Okinawa's Top Ramen

Seattle's most slurpable bowl.

For the majority of American eaters, the word "ramen" implies a pale brick of instant noodles packaged with a silver packet of salty beef, chicken, or shrimp bouillon in powder form. This bargain-priced, sodium-saturated food staple has kept countless college students from starving; the Maruchan brand is so popular it still gets away with selling an "Oriental Flavor."

For those accustomed to instant ramen, the soup dished up at Okinawa Teriyaki—in an earthenware bowl, with a roughly Mt. Fuji–sized mound of grilled meat heaped atop wavy, relatively thick noodles and a garden's worth of fresh vegetables nestled beneath the cloudy, egg-infused broth—is a revelation.

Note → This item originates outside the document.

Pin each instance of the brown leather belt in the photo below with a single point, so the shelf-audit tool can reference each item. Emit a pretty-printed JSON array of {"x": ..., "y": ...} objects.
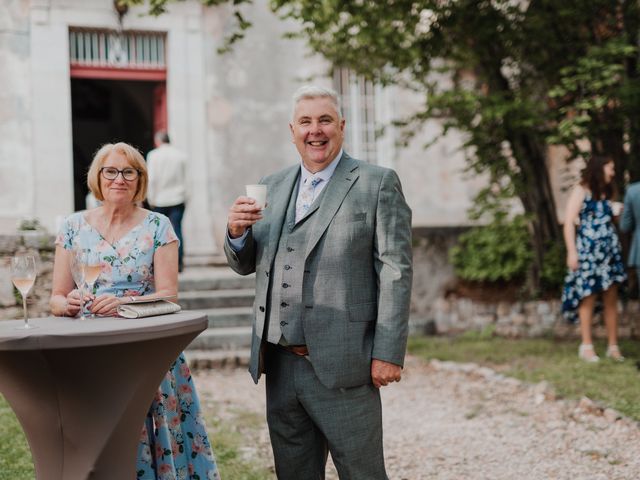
[{"x": 300, "y": 350}]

Situated at the corner of Western Avenue and Spring Street, Okinawa has become even more of a no-frills downtown lunch destination since relocating from a nearby space beneath the Viaduct last year. Encountering lines that stretch out the door is not uncommon during the lunch rush; savvy diners will phone in orders ahead of time. The teriyaki is served up quick, and for $6.95 the massive platter of rice, chopped lettuce, and dark meat slathered in sweet, sticky sauce might be enough food to sate even Takeru Kobayashi's hunger. They also offer yakisoba, and an assortment of pot stickers and other fried items.

The ramen varieties include chicken, beef, pork, shrimp, and katsu (breaded, deep-fried pork). They take a few minutes longer for the kitchen to prepare, and cost slightly more than other menu items, with prices from $6.99 for veggie to $9.99 for tofu and shrimp; any soup can be made "spicy" for an extra two bits. The upgrade doesn't pack much punch, but a spurt of Sriracha sauce adds enough oomph for capsaicin cravers. Adding sauces and condiments to ramen and other prepared foods is apparently a faux pas in Japan, but the culture also dictates that it is polite to slurp ramen as loudly as possible to signal that it's tasty and has been served at the proper piping-hot temperature. And at Okinawa, be prepared to slurp extra loud.